A montante disto passámos a vender o nome Portugal em canais nos quais nunca existimos e que têm centenas de milhares de seguidores. Conseguimos falar para um segmento totalmente novo de público, jovem adulto, com poder de compra e que inevitavelmente vai dominar o mercado de turismo nos próximos anos. E desviámos a atenção turística para fora dos nossos dois centros metropolitanos e, ainda mais importante, durante as épocas baixas, ou seja, conseguimos cumprir dois dos objectivos recorrentes de qualquer estratégia pública de turismo dos últimos dez anos.

Nada disto é novo ou passou despercebido ao Turismo de Portugal, já agora, que há poucos anos usou a imagem da poderosa onda numa campanha que encheu um ecrã gigante em pleno Times Square nova-iorquino, a praça mais famosa do planeta.

Mas no tal dia em que acordámos com a imagem da Nazaré inundada por gente sem máscara ninguém se lembrou de nada disto. E é razoável que assim fosse, porque importava a ameaça da covid mais do que qualquer outra coisa. Já no dia em que o senhor capitão do porto da Nazaré decidiu interditar a prática do surf na Nazaré por ser impossível (!) controlar as multidões que assistem ao fenómeno, aí sim, falhámos. Por não questionar a mais do que duvidosa proibição, por não questionar a capacidade que as autoridades militares e locais têm para prevenir e evitar problemas destes, como de resto fazem no resto do país.

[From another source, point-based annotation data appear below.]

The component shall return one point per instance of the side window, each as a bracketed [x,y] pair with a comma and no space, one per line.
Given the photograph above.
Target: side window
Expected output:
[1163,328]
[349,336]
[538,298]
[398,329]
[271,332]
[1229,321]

Pensar que tudo isto não é grave, porque vivemos tempos de excepção e tudo vai passar, é igualmente errado. Para quem não sabe, as semanas em que a fase final da Liga dos Campeões foi jogada em Lisboa e em que o Grande Prémio de Automobilismo decorreu no Algarve foram, para centenas de operadores associados ao turismo, as únicas, desde o fatídico mês de Março, em que se fez dinheiro suficiente para pagar as contas. Desvalorizar a importância destes eventos para a economia nacional não é, portanto, um pormenor. É um exercício de arrogância, que desvaloriza as dificuldades que o sector do turismo está a passar e a necessidade que temos de mostrar ao mundo que estamos vivos e à espera do regresso da normalidade.

O surf que foi interdito na Praia do Norte não é uma brincadeira de crianças. É um negócio sério, com um potencial turístico inigualável, e que tem de ser tratado com a importância real que tem para o futuro do país. Não é possível mantermos a economia viva se continuarmos a ignorar o impacto financeiro e sobretudo simbólico destas grandes conquistas dos últimos anos.

Alguém explique a quem tomou esta decisão que a vaga que é preciso achatar não é a da Nazaré.